The final script looks like this:

The Final Script

            Code: python

            import click
            import requests
            import re
            from bs4 import BeautifulSoup

            def get_html_of(url):
              resp = requests.get(url)

              if resp.status_code != 200:
                print(f'HTTP status code of {resp.status_code} returned, but 200 was expected. Exiting...')
                exit(1)

              return resp.content.decode()

            def count_occurrences_in(word_list, min_length):
              word_count = {}

              for word in word_list:
                if len(word) < min_length:
                  continue
                if word not in word_count:
                  word_count[word] = 1
                else:
                  current_count = word_count.get(word)
                  word_count[word] = current_count + 1
              return word_count

            def get_all_words_from(url):
              html = get_html_of(url)
              soup = BeautifulSoup(html, 'html.parser')
              raw_text = soup.get_text()
              return re.findall(r'\w+', raw_text)
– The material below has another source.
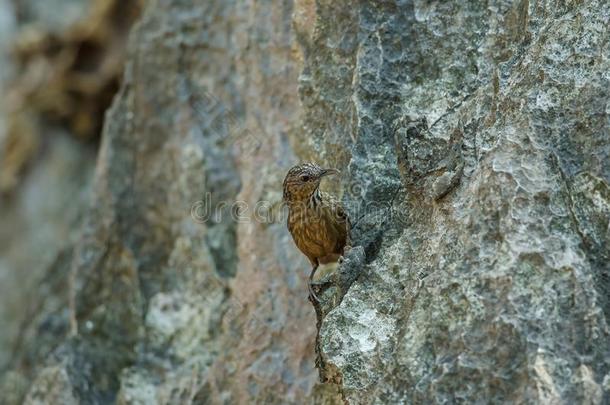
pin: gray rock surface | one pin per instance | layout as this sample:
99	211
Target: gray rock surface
474	142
            def get_top_words_from(all_words, min_length):
                occurrences = count_occurrences_in(all_words, min_length)
                return sorted(occurrences.items(), key=lambda item: item[1], reverse=True)

            @click.command()
            @click.option('--url', '-u', prompt='Web URL', help='URL of webpage to extract from.')
            @click.option('--length', '-l', default=0, help='Minimum word length (default: 0, no limit).')
            def main(url, length):
              the_words = get_all_words_from(url)
              top_words = get_top_words_from(the_words, length)
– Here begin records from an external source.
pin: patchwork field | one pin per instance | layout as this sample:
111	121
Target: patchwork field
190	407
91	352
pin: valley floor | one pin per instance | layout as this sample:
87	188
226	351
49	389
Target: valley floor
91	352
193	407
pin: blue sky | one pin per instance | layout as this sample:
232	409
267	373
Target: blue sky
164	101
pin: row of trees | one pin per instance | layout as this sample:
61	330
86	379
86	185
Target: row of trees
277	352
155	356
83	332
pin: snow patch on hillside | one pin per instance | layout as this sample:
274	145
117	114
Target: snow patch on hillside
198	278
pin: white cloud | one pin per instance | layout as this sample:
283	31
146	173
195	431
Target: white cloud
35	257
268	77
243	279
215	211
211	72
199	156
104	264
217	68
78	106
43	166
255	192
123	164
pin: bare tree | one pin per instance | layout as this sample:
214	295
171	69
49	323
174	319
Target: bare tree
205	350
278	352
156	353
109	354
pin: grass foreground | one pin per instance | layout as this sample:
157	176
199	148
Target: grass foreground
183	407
              for i in range(10):
                print(top_words[i][0])

            if __name__ == '__main__':
              main()

For the extra adventurous student, here is a list of ideas for further extension of the tool:

  • Add a --output / -o argument that lets us define an output file to print to instead of the console (something like with open('path.txt', 'w') as wr: and wr.write(word)).
  • Add common password mutations to the output, e.g., Capitalized, lowercase, UPPERCASE, and with various bits appended like the current and recent years, random numbers or symbols, e.g., 2019, 1!, 2!, 3!, 01, 123. Summer2021! and similar variations are depressingly frequent passwords.
  • Add a --depth / -d argument specifying the crawl depth of the script. This implies the ability to grab not only words but also URLs on the webpage(s), check if they are within scope (e.g., domain), and add them to a list of pages to crawl next.
  • The program currently crashes if a minimum length of 10 or higher is specified. Try to figure out why and fix it (hint: check out that last for-loop).